Free-willism is not “another gospel.” Dordt was wrong in its condemnation of free-willism.
The acceptance of free-willism within the nominally Reformed churches is evident from the murderous opposition on the part of these churches to churches and ministers that condemn freewillism as soul-destroying, God-dishonoring heresy. The “Conclusion” of the Canons of Dordt indicates the enraged slander of the Reformed churches by the freewillists at the time of the synod of Dordt. Today, all these slanders are wrapped up in one epithet, and hurled at the churches that are faithful to Dordt: “hyper-calvinist!”
There are ministers who are being killed all the day long by nominal Calvinists for no other offense than that they preach the gospel of grace in such a way that they expose and condemn free-willism as the lie.
As might be expected from the expressions of tolerance for free-willism and from the rage at those who dare to condemn free-willism, the error itself now corrupts the confession and preaching of many Presbyterian and Reformed churches. Wherever the doctrine of a love of God in the gospel for all me and a desire of God in the preaching of the gospel to save all men is accepted and defended, there free-willism has established its stronghold. In time, the entire system of the doctrine of salvation by sovereign grace alone will be systematically destroyed.
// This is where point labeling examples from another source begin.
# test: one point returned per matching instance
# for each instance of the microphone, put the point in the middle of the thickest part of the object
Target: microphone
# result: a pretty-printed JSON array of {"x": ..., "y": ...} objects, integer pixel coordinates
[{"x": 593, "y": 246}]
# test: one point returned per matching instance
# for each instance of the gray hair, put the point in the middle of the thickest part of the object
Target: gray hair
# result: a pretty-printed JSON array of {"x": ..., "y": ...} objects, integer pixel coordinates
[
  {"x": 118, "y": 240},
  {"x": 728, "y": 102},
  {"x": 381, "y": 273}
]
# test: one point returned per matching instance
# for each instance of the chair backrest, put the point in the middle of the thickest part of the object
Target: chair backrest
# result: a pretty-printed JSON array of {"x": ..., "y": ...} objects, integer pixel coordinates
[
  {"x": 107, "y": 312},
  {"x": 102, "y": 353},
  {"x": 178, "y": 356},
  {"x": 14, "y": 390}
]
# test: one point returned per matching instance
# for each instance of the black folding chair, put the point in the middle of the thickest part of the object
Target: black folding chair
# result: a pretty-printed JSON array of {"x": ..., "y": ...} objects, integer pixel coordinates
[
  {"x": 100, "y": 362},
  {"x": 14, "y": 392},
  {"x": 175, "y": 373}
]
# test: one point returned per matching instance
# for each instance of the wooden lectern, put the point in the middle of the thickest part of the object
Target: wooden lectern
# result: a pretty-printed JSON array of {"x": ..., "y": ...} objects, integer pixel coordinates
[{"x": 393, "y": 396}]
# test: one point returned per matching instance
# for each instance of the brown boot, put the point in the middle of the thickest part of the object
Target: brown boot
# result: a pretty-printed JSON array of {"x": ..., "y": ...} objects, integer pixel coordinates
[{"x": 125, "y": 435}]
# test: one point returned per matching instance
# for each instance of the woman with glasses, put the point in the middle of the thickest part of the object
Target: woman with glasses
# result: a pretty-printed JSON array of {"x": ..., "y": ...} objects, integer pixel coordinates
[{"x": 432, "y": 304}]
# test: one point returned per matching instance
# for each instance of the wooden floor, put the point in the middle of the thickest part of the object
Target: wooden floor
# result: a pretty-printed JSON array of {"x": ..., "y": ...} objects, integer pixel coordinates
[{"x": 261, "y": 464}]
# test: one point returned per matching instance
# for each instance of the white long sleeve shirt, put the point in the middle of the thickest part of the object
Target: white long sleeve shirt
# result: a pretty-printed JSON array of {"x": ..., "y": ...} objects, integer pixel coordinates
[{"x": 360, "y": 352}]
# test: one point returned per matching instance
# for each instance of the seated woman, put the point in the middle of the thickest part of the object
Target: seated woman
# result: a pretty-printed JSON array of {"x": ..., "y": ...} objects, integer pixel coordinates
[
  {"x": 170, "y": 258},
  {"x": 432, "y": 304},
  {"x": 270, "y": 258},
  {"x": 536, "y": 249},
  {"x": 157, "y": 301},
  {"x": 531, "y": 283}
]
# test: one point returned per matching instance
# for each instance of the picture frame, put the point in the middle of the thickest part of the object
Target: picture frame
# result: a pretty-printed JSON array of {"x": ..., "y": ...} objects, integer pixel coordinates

And the end will be sheer thrological modernism.
In his Crossed Fingers, reviewed in this issue of the Standard Bearer, Gary North demonstrates that the apostasy of the Northern Presbyterian Church began with the toleration of Arminianism. The history of the Christian Reformed Church provides the same terrible lesson. Herman Bavinck gave the warning long ago when he wrote, “Remonstrantism (Arminianism) paved the way for rationalism” (The Doctrine of God, Eerdmans, 1951, p 366). Reformed churches must preach and teach salvation by sovereign grace alone. As they do, they must condemn free-willism.
Reformed Christians must confess salvation by sovereign grace alone. As they do, they must condemn free-willism.
This stand will preserve us, as Reformed churches and as Reformed Christians, in the dangerous times in which we live and are called to glorify God by a sound confession and an obedient walk. It will keep us as churches out of ungodly, destructive ecumenical alliances. We have no unity with free-willist Rome. We have no unity with free-willist “evangelical” Protestantism. We have no unity with compromising Reformed and Presbyterian churches.
It will keep the Reformed Christian out of such a movement as Promise Keepers. The Reformed Christian may not subject himself to free-willist preaching. He may not worship with those who claim to have saved themselves by their free will. He may not pretend spiritual oneness with those who hold “another gospel.” He may not promise to help break down the denominational barriers between Calvinist and Arminian churches. God forbid!
It will keep the Reformed Christian out of interdenominational Bible studies. How can a Reformed Christian tolerate study of the Word of God that professes to be neutral and non-committal regarding the doctrinal difference between Calvinism and Arminianism, that is, between the one gospel and “another gospel”? How can a Reformed Christian participate in a Bible study that gives equal time to free-willism and sovereign grace? How can a Reformed Christian be involved in a Bible study that does not defend salvation by grace alone and condemn free-willism?
The good and right stand for grace and against free-will must govern our church membership, our Iively church membership.
Where is sovereign grace faithfully and uncompromisingly preached and defended, with an accompanying condemnation of free-will?
There, and nowhere else, every child of God belongs, come what may.
There, and nowhere else, I belong, with my family, come what may.
For there, and nowhere else, is the one gospel.